その代表作といえるのが、DVD「極楽とんぼのテレビ不適合者」シリーズだろう。現在は上下巻合わせたDVD-BOXが発売されている。
元工作員ネタも収録された上巻
上巻は小ネタが満載の短編集だ。「失業者の実態」ではスーツ姿の加藤浩次が、河川敷のダンボールハウスを訪ね、ホームレスの実態をレポートしようと試みる。そこに現れた山本扮するホームレスの荒瀬さんの微妙な関西弁のイントネーションがおかしく、加藤自身が吹き出す様子もそのまま収録されている。
さらに「○作員の真相」では、山本が全面モザイクで、某国の元工作員としてインタビューに応じている。企画では伏せ字となっているが、もちろんこれは北朝鮮の工作員を意識したものだろう。DVDが作られた2004年のホットな話題が取り込まれている。
最後はナイフを持って乱入? 極楽とんぼが密着
下巻は、上巻とは異なる長編ドキュメンタリー作品だ。ある不良高校の卒業までの半年間に極楽とんぼの2人が密着する企画として始まる。
学級担任の曽我は、さえない中年男性であり、極楽とんぼから教師になった動機を尋ねられると「ほかに就職がなかった」と本音を吐露する。最初は単なるやる気のない先生に見えた曽我が暴走してゆくのが作品の見どころだ。
援助交際で補導された女子生徒に行為の詳細を根掘り葉掘り聞いたり、免許を取得したばかりの男子生徒に車を貸し事故を起こされると、生徒の怪我よりも保険料を気にしたりと、とにかく自分本位の曽我。
しまいには学校にも来なくなった曽我に、極楽とんぼの2人は愛想を尽かし、自分たちだけで生徒たちとの卒業式をむかえようとする。

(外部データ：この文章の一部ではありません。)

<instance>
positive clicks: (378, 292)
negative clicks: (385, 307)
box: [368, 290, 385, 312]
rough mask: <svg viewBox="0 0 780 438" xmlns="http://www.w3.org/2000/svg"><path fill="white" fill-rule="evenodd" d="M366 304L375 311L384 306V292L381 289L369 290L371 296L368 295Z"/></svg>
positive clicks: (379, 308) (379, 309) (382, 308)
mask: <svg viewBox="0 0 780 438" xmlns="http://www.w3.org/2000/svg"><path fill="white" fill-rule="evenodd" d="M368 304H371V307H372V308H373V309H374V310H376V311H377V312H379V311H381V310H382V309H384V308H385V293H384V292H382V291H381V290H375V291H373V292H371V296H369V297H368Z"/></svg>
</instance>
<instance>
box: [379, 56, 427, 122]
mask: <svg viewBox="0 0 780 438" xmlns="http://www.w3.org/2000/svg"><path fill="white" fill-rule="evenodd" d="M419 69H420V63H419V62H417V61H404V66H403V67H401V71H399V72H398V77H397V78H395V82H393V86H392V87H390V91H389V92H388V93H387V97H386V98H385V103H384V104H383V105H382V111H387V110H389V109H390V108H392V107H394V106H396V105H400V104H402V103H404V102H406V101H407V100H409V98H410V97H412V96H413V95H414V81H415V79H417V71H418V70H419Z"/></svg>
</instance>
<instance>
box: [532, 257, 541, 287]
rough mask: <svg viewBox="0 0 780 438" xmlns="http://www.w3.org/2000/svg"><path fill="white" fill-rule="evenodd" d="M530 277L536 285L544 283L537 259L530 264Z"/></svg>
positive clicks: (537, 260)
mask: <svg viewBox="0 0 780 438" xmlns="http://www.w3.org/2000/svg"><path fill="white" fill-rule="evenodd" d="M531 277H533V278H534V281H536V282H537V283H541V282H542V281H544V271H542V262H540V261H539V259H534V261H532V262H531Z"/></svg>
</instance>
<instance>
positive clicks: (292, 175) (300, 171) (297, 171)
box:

ところが、卒業式当日、包丁を持った曽我が卒業式に乱入する……。
このように毒気たっぷりの作品に仕上がっている。
極楽とんぼと組んでこの作品を作りあげたのは、敏腕テレビマンとして知られるマッコイ斎藤だ。彼が得意とする真面目なドキュメンタリータッチの基軸が、だんだんとズレてゆき、最後は破綻に至る手法が本作でもぞんぶんに生かされている。